The diversity of the parent-workers also means that the children have a chance to learn any number of things they wouldn’t be exposed to in an ordinary daycare. They can pick up bits of other languages, learn about a variety of different cultures and religions, and do in-class projects that normal daycares would never consider. Is one of the mothers an artist? Good, she can do art projects with the older kids. One of the daddies a lobsterman? Cool, he can bring fish and other sea creatures to class for scientific studies. Is your vegetable garden the best in the county? Great, you can help the children plant tomatoes. And so on and so forth. It takes a village to raise a child, and the parents of the co-op are a village full of specialists.


AND NOW THE BAD NEWS

You’ve been waiting for this part, haven’t you? Yes, there is a downside. Increased parental involvement can be a negative factor as well as a positive one. You will find yourself working almost as hard1 for the daycare as you would if you just stayed at home to raise your own child.

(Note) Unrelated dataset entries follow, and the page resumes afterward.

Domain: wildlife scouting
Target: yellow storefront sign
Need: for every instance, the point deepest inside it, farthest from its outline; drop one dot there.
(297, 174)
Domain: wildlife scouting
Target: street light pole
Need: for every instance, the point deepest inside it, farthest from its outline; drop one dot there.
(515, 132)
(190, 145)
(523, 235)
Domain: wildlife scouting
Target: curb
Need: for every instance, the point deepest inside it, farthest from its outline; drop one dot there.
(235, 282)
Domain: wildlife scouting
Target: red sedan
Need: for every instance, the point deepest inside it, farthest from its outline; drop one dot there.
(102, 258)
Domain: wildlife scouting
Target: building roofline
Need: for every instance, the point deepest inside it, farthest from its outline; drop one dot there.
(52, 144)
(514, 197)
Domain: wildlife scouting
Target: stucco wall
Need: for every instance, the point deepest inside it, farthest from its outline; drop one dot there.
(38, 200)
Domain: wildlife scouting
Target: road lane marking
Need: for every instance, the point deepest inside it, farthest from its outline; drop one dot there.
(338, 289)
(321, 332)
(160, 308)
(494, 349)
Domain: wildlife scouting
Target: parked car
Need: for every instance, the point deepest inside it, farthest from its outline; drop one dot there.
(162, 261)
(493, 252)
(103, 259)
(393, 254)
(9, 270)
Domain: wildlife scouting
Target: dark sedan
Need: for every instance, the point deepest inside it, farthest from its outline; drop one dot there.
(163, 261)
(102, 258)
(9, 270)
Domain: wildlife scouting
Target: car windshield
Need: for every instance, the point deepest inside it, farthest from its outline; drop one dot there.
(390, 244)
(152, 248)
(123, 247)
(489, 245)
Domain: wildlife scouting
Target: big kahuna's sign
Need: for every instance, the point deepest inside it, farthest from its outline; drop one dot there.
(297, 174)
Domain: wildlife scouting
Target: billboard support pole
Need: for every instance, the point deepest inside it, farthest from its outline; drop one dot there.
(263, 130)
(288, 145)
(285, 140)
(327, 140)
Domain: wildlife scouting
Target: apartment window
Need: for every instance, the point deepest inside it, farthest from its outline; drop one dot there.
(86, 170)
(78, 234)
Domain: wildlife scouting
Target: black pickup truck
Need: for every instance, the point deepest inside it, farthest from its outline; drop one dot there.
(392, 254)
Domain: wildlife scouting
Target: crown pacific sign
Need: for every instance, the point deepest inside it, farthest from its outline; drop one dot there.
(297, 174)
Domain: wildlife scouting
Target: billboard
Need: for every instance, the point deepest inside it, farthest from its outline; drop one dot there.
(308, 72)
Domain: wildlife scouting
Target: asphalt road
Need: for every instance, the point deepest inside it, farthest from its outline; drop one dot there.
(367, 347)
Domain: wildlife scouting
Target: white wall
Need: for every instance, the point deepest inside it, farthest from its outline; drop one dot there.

The weekly turns can conflict with job requirements, as well. In most cooperatives, you can’t substitute your turns on a regular basis. Both parents need to do their turns. Some co-ops are more flexible than others about this, but almost all insist that each parent does at least occasional turns.

And the weekly turns are only the beginning. There are a number of additional jobs that have to be filled by the parents. You’ll have to take on at least one extra duty for the coop, and help out whenever it’s required. Then there are meetings to be attended every two weeks, field trips and special maintenance jobs to be organised, and numerous other odd duties that pop up on a semi-regular basis.

In short, cooperative daycare isn’t the sort of thing that works for everyone. Like they say about Linux, it’s only cheap if your time is cheap. And like Linux, it has unique advantages and disadvantages. You’ll have to weigh the pro and cons to decide if this is the best option for you. But if you have the time, energy and flexible schedule required, I think it deserves serious consideration. As a co-op graduate and parent, I guarantee that your children won’t hate you for it.


FURTHER INFORMATION

As I’ve spent most of this writeup waxing lyrical about hippies and diversity, I see that I will have to write at least one more writeup on the subject, with practical advice on starting and running a co-op. Needless to say, starting a co-op is infinitely more difficult than simply joining one, and such a writeup will require a fair bit of research. In the meantime, here are a few sites with more information on the subject:

  • The complete members’ manual for the Knee High Cooperative in Bloomington, IN -
    http://www.indiana.edu/~kneehigh/Members/manual.pdf
  • Thoughts on cooperative preschools (not quite the same concept, but similar) -
    http://members.shaw.ca/sidneypreschool/Docs/Beverly%20Pickford,%20Island%20Parent.pdf
  • Overview of different sorts of childcare co-ops, with links to more detailed information - http://web.uvic.ca/bcics/research/social/Child_Care/


1 This is an outright lie, written in a flurry of optimistic zeal when I first started at the Co-op. Two months down the road, I would change that to "a million times as hard". This is hard work. But I still love it.